Testing a Sandbox on Real VMs in CI

A sandbox that doesn’t get tested against the thing it’s defending against isn’t a sandbox. It’s a wish.

Canister relies on Linux kernel features – user namespaces, seccomp BPF, mount isolation – and on Mandatory Access Control systems like SELinux and AppArmor. These are not things you can meaningfully test in a container. Containers share the host kernel. They don’t run their own SELinux policy store. They don’t boot with AppArmor enforcement. They’re the wrong abstraction for verifying that your security tool actually works on the systems where it will run.

So we boot real virtual machines in CI. Every push spins up a Fedora VM with SELinux enforcing and an Ubuntu VM with AppArmor enabled, installs Canister, and runs the full integration suite. This post explains why we made that choice and how it works.
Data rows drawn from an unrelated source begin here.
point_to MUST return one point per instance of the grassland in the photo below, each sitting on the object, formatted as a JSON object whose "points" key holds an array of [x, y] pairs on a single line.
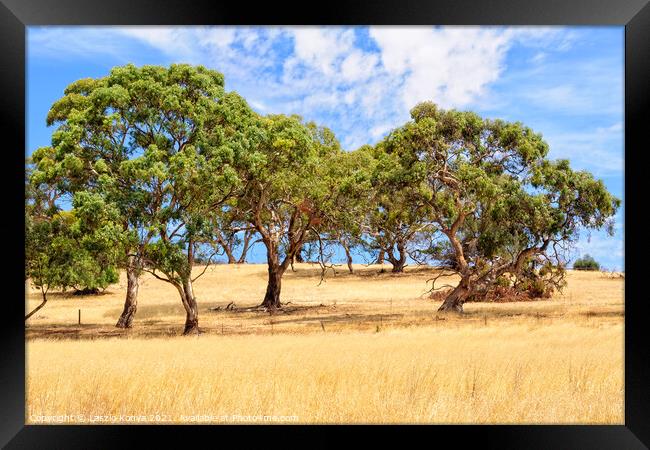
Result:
{"points": [[362, 348]]}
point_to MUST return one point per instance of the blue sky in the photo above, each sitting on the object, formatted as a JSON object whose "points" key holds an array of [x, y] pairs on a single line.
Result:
{"points": [[564, 82]]}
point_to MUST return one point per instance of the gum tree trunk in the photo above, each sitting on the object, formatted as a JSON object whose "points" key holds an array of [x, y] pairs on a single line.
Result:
{"points": [[44, 294], [348, 256], [191, 308], [131, 302], [272, 297], [454, 301], [398, 263], [380, 257]]}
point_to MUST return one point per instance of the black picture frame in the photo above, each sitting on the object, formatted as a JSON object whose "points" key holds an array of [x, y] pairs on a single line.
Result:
{"points": [[16, 15]]}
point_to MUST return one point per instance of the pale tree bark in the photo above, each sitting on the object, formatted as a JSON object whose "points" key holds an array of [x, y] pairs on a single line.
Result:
{"points": [[275, 271], [398, 263], [131, 301], [380, 257], [348, 256], [191, 308], [44, 294]]}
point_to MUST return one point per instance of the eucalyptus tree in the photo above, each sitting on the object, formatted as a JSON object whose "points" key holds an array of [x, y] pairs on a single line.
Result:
{"points": [[396, 224], [147, 138], [493, 194], [79, 249], [289, 190]]}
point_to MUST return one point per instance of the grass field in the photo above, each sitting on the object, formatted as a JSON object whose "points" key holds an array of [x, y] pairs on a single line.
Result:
{"points": [[363, 348]]}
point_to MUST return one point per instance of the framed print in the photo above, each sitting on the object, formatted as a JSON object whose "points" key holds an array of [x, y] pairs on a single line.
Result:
{"points": [[372, 214]]}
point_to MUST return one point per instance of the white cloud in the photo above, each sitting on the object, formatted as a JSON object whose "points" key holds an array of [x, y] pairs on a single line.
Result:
{"points": [[451, 66]]}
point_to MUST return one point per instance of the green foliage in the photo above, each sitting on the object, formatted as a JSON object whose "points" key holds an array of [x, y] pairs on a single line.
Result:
{"points": [[586, 263], [78, 249]]}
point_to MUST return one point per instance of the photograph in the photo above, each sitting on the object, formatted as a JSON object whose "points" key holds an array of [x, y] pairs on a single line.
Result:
{"points": [[324, 224]]}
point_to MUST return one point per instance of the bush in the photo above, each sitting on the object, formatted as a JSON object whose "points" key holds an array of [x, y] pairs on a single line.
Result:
{"points": [[586, 263]]}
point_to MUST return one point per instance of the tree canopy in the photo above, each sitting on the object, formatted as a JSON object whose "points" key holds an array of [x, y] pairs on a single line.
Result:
{"points": [[162, 166]]}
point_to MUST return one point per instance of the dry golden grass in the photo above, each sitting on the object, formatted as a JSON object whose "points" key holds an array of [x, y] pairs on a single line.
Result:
{"points": [[361, 348]]}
The problem with testing security features in containers

Canister’s can setup command installs a MAC policy – an SELinux module on Fedora/RHEL, an AppArmor profile on Ubuntu/Debian. These policies tell the kernel’s mandatory access control system how to confine sandboxed processes: what files they can access, what capabilities they’re allowed, what domain transitions are permitted.
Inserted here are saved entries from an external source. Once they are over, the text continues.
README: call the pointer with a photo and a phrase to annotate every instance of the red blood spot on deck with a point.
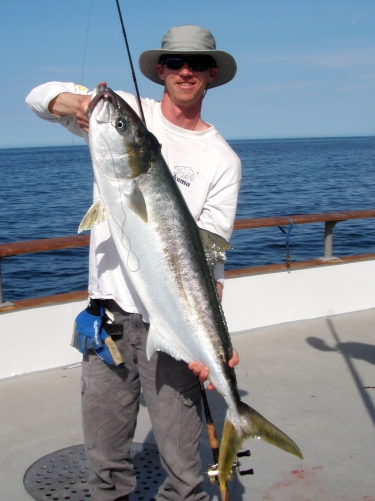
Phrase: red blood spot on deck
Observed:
(304, 484)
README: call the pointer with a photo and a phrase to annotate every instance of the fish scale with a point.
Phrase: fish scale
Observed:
(163, 255)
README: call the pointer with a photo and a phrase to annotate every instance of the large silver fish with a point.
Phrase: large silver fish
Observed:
(168, 261)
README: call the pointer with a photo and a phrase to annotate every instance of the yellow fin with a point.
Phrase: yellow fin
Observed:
(253, 425)
(95, 215)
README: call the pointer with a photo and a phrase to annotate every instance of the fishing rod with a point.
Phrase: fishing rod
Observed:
(131, 64)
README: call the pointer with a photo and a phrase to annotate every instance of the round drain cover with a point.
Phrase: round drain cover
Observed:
(63, 475)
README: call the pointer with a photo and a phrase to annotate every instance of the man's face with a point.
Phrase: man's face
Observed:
(185, 87)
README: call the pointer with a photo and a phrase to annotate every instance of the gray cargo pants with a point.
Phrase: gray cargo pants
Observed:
(110, 404)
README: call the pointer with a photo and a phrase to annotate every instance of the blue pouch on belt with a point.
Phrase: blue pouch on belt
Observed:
(90, 333)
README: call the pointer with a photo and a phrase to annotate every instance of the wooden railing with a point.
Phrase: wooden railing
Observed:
(330, 219)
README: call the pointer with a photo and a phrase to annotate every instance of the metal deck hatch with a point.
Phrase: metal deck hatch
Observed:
(63, 474)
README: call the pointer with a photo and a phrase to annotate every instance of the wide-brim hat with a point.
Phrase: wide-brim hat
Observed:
(188, 39)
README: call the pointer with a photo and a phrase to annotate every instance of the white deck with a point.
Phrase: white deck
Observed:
(307, 377)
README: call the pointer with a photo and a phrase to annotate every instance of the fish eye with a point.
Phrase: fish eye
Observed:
(120, 125)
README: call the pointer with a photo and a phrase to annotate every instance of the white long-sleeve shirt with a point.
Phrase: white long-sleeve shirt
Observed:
(207, 171)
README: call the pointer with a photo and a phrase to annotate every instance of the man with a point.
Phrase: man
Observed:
(208, 173)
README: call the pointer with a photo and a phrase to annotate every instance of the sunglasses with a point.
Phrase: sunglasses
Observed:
(195, 63)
You can compile-test these policies in a container. We do – there’s a Fedora container job that builds the SELinux .pp module with make -f /usr/share/selinux/devel/Makefile, and an Ubuntu job that parses the AppArmor profile with apparmor_parser -QTK. These catch syntax errors and policy language mistakes.

But compile-testing a security policy is like type-checking a program. It tells you the policy is well-formed. It does not tell you the policy works. For that, you need a running kernel that enforces it.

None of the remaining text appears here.